Last July, the UK’s Huawei Cyber Security Evaluation Centre (HCSEC) warned the British government that it could only offer limited assurance that installing Huawei products in the telecoms infrastructure posed no national security risks.
One of the chief concerns about the products is that they are core to many 5G rollouts. The US, Australia, and New Zealand have all barred Huawei from supplying components to their 5G infrastructures.
HCSEC monitors all of Huawei’s activities in the UK. It is made up of security representatives from communications monitoring hub GCHQ, the Cabinet Office, and the Home Office, among others. So the British government is certainly spying on Huawei.
The Cell, based in Banbury, Oxfordshire, monitors Huawei’s technology for backdoors and exploitable flaws. While the unit operates under the joint supervision of GCHQ and the government, it is owned by Huawei. To date, there has been no suggestion from the UK’s security agencies that it has acted improperly.
In April last year, the US announced that it would ban American companies from buying technology from any supplier deemed to be a national security risk, including Huawei.
A month earlier, President Trump used national security as the pretext to block Broadcom’s planned purchase of chip rival Qualcomm, heralding the start of the current trade war.
However, he has also cited it in the context of European carmakers moving legitimately into the US market.
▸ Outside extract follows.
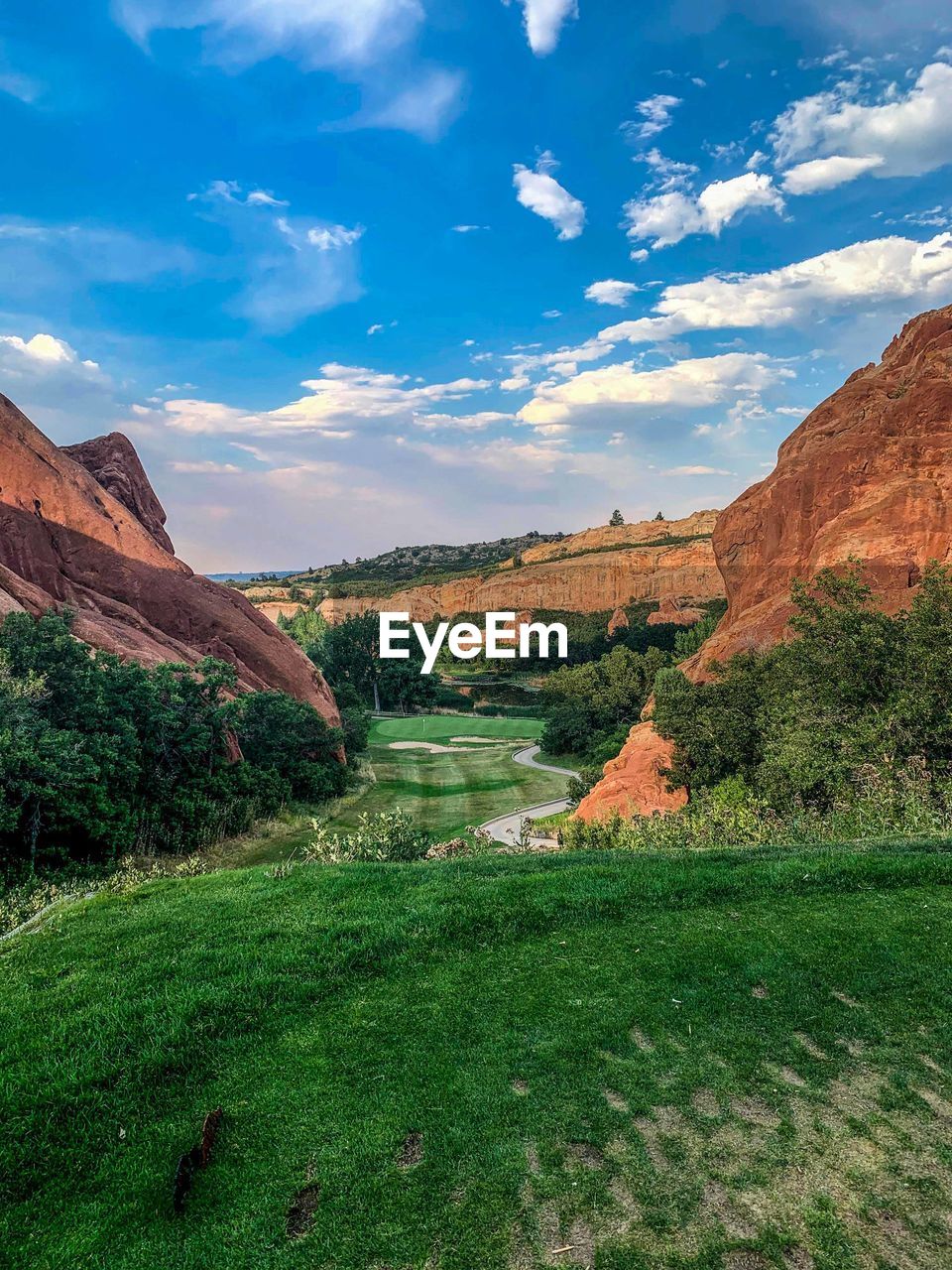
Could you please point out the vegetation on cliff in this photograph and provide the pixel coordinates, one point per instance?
(102, 757)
For the President, therefore, national security appears to be tied up in a belief in economic isolationism.
His China policy – which, publicly at least, centres on IP protection and bilateral market access – can also be seen in the context of China’s growing power as the world’s second largest economy.
But until allegations about Huawei’s activities are proven, the West has a problem. It has long relied on low-cost Chinese manufacturing, outsourcing, and components, both for its own technology giants – an A-Z of US companies manufactures hardware in China and Taiwan – and for service rollouts.
This keeps costs down and profits up across the board. But it has also helped fuel China’s staggering economic growth: in the 1980s, the US economy was 15 times larger than China’s; today it is just 1.5 times larger. China is automating faster than any nation on Earth, and over the past 30 years, 500 million people there have moved out of rural poverty and into its fast-expanding cities.
Western security services believe that Chinese state dominance means that its companies would have to oblige if ordered to co-operate with Beijing, which holds direct investments in many of them. It seems unlikely that any CEO would refuse.
At the same time, China is building a national surveillance and social ratings system, using technologies such as AI, facial recognition, machine learning, and big data analytics to monitor citizens, reward good behaviour – and punish bad.
That said, the United States is hardly neutral in this regard. Numerous American companies work closely with the US government, including with its security agencies, and allegations of backdoors have dogged some of them for years.
Indeed, some Western nations have been open in their calls for technology companies to allow product access to security services. Last year the so-called ‘Five Eyes’ intelligence-sharing group of nations (the US, UK, Canada, Australia, and New Zealand) issued a memo demanding that companies allow security agencies access to citizens’ encrypted call and message data.
“Should governments continue to encounter impediments to lawful access to information necessary to aid the protection of the citizens of our countries, we may pursue technological, enforcement, legislative or other measures to achieve lawful access solutions,” read the memo. A fist in a velvet glove.
At the core of the row is a simple problem, therefore: the West can’t be sure what Beijing is doing, even as it opens up its economy to increased Western investment. Meanwhile, the ‘made in China’ labels on countless products take on new meaning as economic and political power haemorrhages towards the East.